In the description of shared-memory matrix descriptor for wgmma.mma_async instruction, the NVIDIA PTX ISA 8.8 manual gives little information about how to obtain the “matrix start address”, which is encoded in bits [0,13] of matrix descriptor. I have 3 questions about “matrix start address”:
1). Is it in bytes?
2). Which state space is it in, generic/shared/else?
3). If it is in the “shared” state space, if the unit is “byte”, for a cluster with 8 blocks on a Hopper device, the maximum start address should be no less than 7x224x1024 which (has 21 bits) exceeds the maximum address number ((2^14-1)x16) the matrix descriptor can encode.
PTX manual:
The shared memory descriptor describes the properties of multiplicand matrix in shared memory including its location in the shared memory of the current CTA.

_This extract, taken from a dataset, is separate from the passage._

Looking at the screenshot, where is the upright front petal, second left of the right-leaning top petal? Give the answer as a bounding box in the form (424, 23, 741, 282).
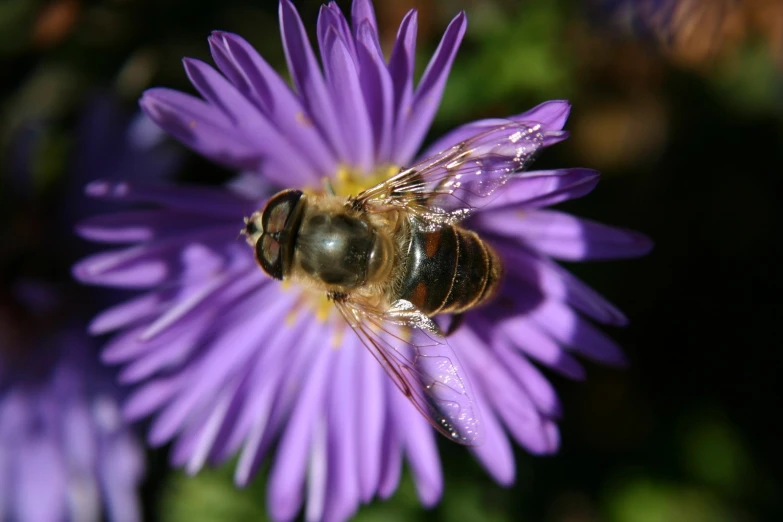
(356, 21, 394, 165)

The following must be 16-byte aligned:
Matrix start address
So probably (not fully covered by documentation) you divide the address by 16.
Thus with 14 bits you can address 256 KiB max. of the current SM (not the shared memory of other SMs in the thread block cluster).
UPDATE: Through some test I found that the so called “matrix start address” corresponds to the shared-space address (in bytes) of the first element in matrix. Althrough it may overflow when encoded into descriptor, it would not arise any ambiguity since the shared-memory address range of a CTA is within 256Ki.
But 256 KiB need 18 bits of addressing. And the size of the matrix start is 14 bits.
Yes, you divide the shared state space address by 16
As mentioned here:
what you encode in the matrix descriptor bits 13-0 is:
matrix-descriptor-encode(Matrix start address)
where
matrix-descriptor-encode(x) = (x & 0x3FFFF) >> 4
The same encoding applies to the leading dimension and stride dimension offsets (bits 29-16 and 45-32).